The Most Common Misuses Of Geo-Data Metrics
‘Store visitation’ as a success metric isn’t much better than ‘clickthroughs’ when it comes to discerning the value of place-based data, says 4INFO’s Chuck Moxley.
But that still doesn’t mean that retailers and their ad agencies understand the best ways to employ geo-data as part of their online-to-offline ad campaigns, says 4INFO CMO Chuck Moxley, who offered his views of the ways brands can go wrong (and right) when it comes to knowing if location ads “worked” or not.
GeoMarketing: What are the most common misuses of geo-data?
Chuck Moxley: The two misuses we see are using a store visit as a conversion metric and using location history to guess who the phone belongs to.
But using store visits to measure campaign success seems to be gaining traction?
Yes, we are seeing more people request it, especially agencies. Hey, “In the Land of the Blind, the one-eyed man is king!” Marketers are so desperate to get a meaningful read of whether their mobile advertising is working, store visits still beat traditional metrics like clicks. There are three key reasons why I think that’s a bad idea.
The first issue is even thinking of it as conversion. I’ve been a marketer for 25 years, and if you asked me when a user “converts” I’d tell you it’s when they make a purchase. After all, if a campaign drives 10,000 visits in stores but sales go down five percent, was that a successful campaign?
Secondly, just because you visit a store doesn’t mean you make a purchase. Take grocery stores, for example. There are more than 30,000 UPC’s in any grocery store. How do I know they bought my product? That forces a ton of guesswork and averaging to guess at an ROI.

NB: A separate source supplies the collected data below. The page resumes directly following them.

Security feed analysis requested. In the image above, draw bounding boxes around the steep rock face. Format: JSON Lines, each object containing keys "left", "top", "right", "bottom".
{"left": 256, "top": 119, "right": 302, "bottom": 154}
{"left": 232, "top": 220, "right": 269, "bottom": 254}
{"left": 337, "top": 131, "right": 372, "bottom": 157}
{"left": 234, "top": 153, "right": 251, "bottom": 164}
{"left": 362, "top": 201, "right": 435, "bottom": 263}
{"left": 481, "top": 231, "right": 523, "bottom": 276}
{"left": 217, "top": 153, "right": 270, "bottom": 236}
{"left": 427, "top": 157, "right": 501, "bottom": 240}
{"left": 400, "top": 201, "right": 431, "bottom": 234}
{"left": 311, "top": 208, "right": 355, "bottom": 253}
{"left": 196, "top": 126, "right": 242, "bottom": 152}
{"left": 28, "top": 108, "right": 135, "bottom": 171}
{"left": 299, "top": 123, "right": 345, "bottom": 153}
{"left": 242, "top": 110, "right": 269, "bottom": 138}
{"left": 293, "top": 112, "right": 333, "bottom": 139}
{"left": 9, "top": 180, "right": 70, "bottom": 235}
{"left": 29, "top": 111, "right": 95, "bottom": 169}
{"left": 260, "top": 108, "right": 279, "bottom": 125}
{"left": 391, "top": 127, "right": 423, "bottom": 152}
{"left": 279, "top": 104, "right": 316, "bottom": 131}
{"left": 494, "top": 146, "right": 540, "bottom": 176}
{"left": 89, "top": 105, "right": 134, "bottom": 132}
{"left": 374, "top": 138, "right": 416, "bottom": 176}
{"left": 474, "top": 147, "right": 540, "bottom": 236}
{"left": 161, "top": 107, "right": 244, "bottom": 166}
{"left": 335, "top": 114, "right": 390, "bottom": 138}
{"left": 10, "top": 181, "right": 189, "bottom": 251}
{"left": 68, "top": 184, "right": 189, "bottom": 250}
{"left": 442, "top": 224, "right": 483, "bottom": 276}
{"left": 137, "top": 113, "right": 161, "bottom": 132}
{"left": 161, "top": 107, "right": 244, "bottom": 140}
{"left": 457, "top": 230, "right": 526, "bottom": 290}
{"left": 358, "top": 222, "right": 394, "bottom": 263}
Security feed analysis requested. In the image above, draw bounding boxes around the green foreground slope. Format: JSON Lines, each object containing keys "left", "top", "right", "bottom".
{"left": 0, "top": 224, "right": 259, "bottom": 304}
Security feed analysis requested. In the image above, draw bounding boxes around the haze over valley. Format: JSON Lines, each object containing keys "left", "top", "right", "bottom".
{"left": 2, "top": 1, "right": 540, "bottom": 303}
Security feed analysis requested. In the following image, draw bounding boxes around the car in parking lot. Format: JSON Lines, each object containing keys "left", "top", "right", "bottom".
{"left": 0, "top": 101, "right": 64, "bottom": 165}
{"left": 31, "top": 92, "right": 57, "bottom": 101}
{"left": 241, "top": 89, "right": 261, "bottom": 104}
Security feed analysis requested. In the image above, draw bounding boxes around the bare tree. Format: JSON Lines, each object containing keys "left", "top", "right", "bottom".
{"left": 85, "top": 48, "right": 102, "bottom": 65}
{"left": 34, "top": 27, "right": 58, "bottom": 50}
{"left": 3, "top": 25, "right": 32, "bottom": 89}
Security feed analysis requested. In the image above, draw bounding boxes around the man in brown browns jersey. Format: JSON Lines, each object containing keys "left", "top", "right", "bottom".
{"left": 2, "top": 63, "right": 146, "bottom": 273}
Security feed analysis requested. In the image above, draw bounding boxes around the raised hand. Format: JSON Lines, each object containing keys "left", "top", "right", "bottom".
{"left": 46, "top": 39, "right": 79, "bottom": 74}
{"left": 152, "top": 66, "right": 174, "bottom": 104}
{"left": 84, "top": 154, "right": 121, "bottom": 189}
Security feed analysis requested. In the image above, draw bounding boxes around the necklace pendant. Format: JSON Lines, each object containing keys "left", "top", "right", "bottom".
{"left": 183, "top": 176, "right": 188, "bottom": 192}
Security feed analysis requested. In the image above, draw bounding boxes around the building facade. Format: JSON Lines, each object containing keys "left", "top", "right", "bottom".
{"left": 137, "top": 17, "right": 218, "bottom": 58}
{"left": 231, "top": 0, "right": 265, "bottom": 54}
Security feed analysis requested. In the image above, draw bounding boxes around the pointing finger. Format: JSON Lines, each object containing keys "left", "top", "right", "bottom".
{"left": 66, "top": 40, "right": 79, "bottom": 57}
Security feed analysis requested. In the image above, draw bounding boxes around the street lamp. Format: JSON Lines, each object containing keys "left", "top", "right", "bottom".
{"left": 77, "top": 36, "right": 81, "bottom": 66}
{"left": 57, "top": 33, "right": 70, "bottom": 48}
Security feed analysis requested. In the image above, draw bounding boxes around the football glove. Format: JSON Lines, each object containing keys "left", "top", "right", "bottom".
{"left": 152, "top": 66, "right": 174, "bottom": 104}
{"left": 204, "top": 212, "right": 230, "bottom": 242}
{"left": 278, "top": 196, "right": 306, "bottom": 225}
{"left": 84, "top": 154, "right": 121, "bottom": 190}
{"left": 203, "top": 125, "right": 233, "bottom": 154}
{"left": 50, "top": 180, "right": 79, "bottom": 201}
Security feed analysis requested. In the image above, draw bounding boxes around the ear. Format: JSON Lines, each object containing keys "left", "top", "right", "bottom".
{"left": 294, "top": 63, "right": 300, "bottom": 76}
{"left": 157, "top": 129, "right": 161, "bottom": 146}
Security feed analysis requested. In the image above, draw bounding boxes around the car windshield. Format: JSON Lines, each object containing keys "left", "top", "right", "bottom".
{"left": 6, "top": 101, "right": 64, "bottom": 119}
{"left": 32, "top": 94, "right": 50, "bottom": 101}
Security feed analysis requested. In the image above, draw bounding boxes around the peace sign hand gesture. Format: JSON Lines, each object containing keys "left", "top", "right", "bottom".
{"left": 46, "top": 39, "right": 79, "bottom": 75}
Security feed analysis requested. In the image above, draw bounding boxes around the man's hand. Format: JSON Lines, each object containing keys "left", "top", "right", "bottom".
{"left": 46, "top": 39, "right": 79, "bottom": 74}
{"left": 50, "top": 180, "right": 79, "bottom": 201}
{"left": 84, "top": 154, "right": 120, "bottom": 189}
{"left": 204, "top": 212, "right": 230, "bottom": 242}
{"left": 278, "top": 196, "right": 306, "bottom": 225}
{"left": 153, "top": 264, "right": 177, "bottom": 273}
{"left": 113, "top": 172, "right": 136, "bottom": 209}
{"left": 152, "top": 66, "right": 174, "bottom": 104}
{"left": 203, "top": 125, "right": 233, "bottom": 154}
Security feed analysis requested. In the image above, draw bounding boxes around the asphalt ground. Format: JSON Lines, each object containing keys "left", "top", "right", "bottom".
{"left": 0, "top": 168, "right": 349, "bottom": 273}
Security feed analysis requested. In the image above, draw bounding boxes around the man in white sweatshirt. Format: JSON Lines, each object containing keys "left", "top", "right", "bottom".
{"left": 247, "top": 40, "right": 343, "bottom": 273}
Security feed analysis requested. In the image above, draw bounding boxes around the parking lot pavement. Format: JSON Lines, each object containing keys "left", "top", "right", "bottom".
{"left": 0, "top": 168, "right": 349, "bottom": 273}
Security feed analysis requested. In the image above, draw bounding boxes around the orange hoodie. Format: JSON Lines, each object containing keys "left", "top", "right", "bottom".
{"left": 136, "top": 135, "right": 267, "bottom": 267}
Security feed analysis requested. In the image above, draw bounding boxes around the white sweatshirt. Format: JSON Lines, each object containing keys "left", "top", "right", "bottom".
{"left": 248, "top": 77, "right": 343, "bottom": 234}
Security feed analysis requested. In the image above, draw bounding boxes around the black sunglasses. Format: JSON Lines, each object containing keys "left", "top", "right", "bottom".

Finally, it’s such a flawed idea from a technical standpoint. I can only see you if you are using an ad-supported app while you are in a store. Is the mom with three kids in tow going to stop while shopping at Walmart to play a game of Candy Crush? And location accuracy issues can cause you to guess the wrong store being visited, which throws off the numbers completely.
I’m convinced in a couple of years [that we marketers] are going to look back and laugh about how we used to use store visits to measure mobile ad campaign success! Since many of us are now able to connect mobile impressions with in-store sales transactions, why not use actual in-store sales data to calculate a true, accurate return on your ad spend instead of guessing by seeing when people go in a store?
Why is using location history for audience targeting a misuse of geo-data?
Did you see the recent Mobile Marketing Association report? It talked about using the location history to target people and there was an example in the report about a mom shopping with her kids in Walmart. Her location signal was seen at a park and then at a store that sells kids clothing, at her home, etc. We could do that — anybody who’s doing location could, obviously, do that. All you have to do is match up your points of interest and then, string it together using some machine learning to figure out what kind of patterns do you see and then, assign it.
Our argument against that is you could stream those assumptions together and guess that that device belongs to “a mom with kids.” Or you could look at who the device actually belongs to and know that that household has kids, and what ages are those kids, and then use that for targeting. To me it’s two different misuses of location data.
So how should geo-data be used?
The mobile device is such a personal device. It goes everywhere you go. Marketers have come to regard location-targeting within mobile as the shiny new object. They’re going gaga over it. Our whole point is, use data for targeting and for measurement, and use actual sales information as the conversion.
Where does ‘location’ fit into that equation?
Where location fits is delivering content that’s relevant to the advertiser within the context of where they are and what they’re doing. If people are standing outside of the store, you might want to give them a specific offer. If they’re within a half-a-mile of the store they’re also a good prospect for you. We know they’ve purchased the product that that store sells. Give them directions to your store, and show them where you are in relation to their physical position.
Can you provide any examples from 4INFO’s approach?
We’ve done campaigns like one for a packaged food company where they’ll feature six products available at the nearest Target, which happens to be a half-a-mile from where the person is, and show the actual price on sale this week in that Target store. It’s a very effective use of targeting.
The fundamental question is finding the people buying those products. If it’s Pampers, we’re are going to make sure that they buy baby products, that they have a baby, and they’re buying diapers. We’re not going to target someone who may be a half-a-mile from the store, but who hasn’t bought a diaper in 14 years.
So is your point that there is so much data available to draw an actionable demographic profile, therefore geo-data should be used for a more specific purpose, is that the message?
Exactly. When I’ve seen demos from some of these location targeting guys that create audiences based on where people go, and I’ve always thought that is so cool…if you couldn’t do what we do — which is know who the device belongs to and use the data known about that household for audience targeting, which doesn’t require guesswork.